= Thirteen Heavens =

Place in the Nahua people's cosmology

Before the Spanish Invasion, the Nahua people such as the Aztecs, Chichimecs and the Toltecs believed that the heavens were divided into multiple levels, either nine, twelve, or thirteen, depending on the group.. Each level contained different meteoreological, astronomical, or divine phenomena. In Book 10 of the Florentine Codex, we learn that the Toltecs "understood that there were many divisions of heaven; they said there were twelve layers [mahtlāctlanepanōlli omōme]." Yet Book 6 of the same ethnographic work relates that Aztec midwives would tell newborns after bathing them, "You were created in the place of duality [ Ōmeyōcān ], the place above the nine heavens. Your mother and father—Ōmetēuctli and Ōmecihuātl, the heavenly lady—formed you, created you."

== Aztec mythology ==

In Aztec mythology, heaven and earth were created by Quetzalcoatl and Tezcatlipoca, using the body of the primordial leviathan, Cipactli. After the heavens collapsed in a deluge at the end of the fourth age, Quetzalcoatl and Tezcatlipoca fashioned four sky bearers to help lift up the heavens in each of the cardinal directions. Then Quetzalcoatl and Tezcatlipoca transformed into two massive trees to sustain the heavens in their branches.

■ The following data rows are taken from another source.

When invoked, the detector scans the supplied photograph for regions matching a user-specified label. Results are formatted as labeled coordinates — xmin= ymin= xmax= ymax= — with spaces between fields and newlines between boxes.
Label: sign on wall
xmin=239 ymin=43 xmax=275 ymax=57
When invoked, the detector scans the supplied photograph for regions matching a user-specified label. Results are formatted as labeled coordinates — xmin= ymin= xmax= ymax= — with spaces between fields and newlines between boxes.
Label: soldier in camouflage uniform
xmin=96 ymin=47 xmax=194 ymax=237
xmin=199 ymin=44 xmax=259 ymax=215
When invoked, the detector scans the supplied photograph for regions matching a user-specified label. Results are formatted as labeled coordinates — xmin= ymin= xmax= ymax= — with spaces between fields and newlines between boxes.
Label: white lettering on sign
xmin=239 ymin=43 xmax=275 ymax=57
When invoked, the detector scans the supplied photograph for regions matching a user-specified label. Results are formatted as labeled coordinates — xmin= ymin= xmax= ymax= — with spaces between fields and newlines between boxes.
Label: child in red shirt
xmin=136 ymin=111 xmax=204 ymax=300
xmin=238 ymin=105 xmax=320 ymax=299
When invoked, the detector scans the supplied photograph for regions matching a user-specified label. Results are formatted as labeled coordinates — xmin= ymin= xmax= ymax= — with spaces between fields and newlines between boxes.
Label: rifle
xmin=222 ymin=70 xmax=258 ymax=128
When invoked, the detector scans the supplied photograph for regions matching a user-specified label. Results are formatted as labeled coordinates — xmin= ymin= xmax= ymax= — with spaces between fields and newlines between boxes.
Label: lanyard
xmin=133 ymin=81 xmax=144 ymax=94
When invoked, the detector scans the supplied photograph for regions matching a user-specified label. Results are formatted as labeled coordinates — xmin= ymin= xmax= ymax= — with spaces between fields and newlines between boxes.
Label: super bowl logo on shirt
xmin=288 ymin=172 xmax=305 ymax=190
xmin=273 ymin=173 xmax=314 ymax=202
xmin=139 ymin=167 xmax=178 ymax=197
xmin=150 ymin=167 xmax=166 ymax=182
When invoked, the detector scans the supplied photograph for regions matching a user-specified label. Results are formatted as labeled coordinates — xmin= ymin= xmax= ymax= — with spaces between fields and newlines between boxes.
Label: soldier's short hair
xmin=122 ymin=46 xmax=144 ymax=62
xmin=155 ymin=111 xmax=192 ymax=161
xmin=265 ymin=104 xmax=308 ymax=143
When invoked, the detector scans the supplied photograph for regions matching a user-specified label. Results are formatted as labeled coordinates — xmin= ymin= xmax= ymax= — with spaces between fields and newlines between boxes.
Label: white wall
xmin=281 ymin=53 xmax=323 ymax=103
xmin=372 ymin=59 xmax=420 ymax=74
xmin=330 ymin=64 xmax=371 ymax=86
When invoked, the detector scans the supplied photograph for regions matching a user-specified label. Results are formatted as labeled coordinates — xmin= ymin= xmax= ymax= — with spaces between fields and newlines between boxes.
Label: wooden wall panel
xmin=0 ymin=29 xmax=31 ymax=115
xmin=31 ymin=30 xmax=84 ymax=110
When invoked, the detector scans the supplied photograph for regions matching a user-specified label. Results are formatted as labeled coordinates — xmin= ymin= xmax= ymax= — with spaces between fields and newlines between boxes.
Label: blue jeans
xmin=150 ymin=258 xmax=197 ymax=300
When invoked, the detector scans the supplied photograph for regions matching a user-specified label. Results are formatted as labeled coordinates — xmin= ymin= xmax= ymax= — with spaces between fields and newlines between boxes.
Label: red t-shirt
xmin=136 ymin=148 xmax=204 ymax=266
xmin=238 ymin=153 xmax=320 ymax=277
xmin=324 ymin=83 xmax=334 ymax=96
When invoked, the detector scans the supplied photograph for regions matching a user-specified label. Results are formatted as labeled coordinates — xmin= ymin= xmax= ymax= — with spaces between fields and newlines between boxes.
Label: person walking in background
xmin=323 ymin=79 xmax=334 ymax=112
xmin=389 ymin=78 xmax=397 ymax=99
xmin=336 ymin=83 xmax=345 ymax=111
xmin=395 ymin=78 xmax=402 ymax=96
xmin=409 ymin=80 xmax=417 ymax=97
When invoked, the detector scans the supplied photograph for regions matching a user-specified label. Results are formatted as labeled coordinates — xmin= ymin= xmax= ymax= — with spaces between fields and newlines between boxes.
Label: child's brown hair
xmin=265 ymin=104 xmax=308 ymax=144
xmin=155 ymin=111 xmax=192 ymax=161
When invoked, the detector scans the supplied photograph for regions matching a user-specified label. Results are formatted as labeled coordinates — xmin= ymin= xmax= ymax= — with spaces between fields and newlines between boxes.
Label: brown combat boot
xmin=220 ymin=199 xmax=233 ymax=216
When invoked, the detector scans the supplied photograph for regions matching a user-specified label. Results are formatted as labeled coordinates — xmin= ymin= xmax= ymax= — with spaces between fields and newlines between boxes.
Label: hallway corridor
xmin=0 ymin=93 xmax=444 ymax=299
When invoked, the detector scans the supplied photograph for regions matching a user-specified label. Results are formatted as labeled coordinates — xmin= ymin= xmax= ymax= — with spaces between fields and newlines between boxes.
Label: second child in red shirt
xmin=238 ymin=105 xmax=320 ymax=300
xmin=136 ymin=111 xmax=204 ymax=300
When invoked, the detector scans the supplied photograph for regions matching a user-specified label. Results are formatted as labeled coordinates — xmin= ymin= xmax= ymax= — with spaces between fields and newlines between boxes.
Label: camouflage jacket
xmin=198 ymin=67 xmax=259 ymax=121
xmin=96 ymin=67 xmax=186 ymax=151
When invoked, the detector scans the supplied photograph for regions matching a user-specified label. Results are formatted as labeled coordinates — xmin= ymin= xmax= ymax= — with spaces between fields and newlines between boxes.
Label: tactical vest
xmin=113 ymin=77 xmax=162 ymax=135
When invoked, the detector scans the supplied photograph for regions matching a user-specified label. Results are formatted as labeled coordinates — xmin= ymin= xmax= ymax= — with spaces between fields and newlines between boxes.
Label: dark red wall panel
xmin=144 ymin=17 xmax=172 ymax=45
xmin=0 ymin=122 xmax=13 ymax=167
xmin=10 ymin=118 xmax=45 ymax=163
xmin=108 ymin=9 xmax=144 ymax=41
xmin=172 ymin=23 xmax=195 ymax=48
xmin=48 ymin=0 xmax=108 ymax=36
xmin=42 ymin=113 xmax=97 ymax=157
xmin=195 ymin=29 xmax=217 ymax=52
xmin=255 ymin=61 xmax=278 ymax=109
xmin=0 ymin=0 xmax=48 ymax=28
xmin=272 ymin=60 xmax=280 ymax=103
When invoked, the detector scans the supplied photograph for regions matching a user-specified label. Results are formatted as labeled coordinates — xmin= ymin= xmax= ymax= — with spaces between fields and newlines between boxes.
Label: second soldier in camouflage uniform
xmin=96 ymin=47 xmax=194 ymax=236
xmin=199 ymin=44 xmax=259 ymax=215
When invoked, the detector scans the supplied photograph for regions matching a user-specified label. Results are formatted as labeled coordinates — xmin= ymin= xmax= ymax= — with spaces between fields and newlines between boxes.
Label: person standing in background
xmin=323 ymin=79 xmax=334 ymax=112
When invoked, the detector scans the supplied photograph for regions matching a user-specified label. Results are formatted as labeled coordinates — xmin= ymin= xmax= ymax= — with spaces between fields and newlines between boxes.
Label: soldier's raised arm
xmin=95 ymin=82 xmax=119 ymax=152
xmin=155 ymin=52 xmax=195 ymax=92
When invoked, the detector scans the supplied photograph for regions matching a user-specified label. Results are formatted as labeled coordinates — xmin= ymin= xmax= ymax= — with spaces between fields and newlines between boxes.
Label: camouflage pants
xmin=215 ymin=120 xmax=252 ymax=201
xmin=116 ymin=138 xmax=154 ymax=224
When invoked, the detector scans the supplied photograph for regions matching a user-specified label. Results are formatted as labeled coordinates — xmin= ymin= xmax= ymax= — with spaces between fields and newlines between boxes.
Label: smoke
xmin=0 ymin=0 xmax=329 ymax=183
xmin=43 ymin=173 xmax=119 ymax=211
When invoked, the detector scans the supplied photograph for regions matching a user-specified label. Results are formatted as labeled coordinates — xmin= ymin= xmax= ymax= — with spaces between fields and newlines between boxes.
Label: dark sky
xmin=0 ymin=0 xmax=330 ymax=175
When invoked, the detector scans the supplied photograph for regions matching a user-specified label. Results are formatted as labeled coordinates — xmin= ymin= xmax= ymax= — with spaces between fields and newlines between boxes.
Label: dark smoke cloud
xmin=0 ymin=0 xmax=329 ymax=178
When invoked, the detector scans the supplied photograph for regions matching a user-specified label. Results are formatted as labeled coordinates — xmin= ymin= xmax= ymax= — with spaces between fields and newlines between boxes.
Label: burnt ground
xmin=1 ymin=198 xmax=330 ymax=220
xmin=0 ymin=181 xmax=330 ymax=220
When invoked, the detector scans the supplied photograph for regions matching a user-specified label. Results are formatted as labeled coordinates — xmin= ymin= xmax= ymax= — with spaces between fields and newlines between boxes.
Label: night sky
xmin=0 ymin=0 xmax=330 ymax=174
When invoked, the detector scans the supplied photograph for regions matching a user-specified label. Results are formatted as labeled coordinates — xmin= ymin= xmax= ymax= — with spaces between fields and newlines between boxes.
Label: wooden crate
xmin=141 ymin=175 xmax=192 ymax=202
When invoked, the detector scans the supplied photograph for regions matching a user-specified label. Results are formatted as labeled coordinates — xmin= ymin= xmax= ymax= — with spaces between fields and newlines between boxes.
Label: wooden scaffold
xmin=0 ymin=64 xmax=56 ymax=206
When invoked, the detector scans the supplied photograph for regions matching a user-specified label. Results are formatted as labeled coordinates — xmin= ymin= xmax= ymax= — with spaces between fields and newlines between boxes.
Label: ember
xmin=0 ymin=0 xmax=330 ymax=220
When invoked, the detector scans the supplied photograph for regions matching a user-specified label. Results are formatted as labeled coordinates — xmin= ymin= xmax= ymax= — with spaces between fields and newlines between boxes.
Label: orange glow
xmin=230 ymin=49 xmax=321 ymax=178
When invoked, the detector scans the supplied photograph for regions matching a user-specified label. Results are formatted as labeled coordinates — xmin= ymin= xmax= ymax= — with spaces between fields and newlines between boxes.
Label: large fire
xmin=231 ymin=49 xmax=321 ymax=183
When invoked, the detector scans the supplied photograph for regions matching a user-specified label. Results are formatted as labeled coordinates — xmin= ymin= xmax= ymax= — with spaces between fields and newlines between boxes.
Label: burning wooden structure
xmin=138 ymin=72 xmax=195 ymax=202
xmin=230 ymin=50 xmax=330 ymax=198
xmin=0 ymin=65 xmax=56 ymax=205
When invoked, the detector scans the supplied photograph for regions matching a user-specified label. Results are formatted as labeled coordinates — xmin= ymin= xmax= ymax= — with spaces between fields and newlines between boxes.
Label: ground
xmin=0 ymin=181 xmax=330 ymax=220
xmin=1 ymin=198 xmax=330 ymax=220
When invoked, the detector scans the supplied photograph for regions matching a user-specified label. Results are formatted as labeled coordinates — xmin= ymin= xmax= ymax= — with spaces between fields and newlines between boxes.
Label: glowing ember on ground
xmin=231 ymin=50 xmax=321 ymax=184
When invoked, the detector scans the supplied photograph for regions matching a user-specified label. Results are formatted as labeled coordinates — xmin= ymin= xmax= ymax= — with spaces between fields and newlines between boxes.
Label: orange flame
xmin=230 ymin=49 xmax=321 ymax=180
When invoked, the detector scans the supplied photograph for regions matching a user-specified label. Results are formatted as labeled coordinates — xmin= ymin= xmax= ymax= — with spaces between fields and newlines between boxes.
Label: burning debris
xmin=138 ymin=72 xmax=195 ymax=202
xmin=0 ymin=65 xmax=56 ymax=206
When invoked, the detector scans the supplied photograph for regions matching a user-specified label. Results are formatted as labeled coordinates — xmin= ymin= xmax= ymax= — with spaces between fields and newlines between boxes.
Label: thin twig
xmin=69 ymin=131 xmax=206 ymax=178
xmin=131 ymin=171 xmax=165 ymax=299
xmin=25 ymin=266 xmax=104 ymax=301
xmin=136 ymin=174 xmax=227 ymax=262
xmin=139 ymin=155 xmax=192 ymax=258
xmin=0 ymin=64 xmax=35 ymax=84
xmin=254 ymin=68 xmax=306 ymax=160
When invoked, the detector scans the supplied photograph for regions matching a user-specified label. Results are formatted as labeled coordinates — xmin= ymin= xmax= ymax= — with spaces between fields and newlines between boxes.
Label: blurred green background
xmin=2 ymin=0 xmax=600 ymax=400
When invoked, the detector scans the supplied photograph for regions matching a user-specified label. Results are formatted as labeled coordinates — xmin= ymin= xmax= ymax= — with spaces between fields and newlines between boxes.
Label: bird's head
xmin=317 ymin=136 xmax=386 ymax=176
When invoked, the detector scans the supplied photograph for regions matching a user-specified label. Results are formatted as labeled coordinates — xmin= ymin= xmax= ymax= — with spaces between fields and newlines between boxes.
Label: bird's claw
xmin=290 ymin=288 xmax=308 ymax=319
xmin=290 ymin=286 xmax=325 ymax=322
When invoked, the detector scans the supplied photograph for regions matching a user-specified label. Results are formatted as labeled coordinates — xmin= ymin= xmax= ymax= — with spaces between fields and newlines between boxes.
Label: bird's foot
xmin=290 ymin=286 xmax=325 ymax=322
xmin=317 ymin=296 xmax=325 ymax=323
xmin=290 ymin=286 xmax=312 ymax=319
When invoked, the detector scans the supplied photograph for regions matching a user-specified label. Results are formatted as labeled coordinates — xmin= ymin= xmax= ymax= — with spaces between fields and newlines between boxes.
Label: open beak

The most important of these heavens was Omeyocan, the Place of Duality, where dwells Ometeotl—the source of all creation, its male and female halves known as Ometeuctli (Two Lord) and Omecihuatl (Two Lady).

== Names of the Layers of Heaven ==
While Omeyocan is mentioned frequently in multiple sources, the only manuscript that lists the names of the other heavens is the Codex Vaticanus-A, in which the Nahuatl names are glossed in Italian.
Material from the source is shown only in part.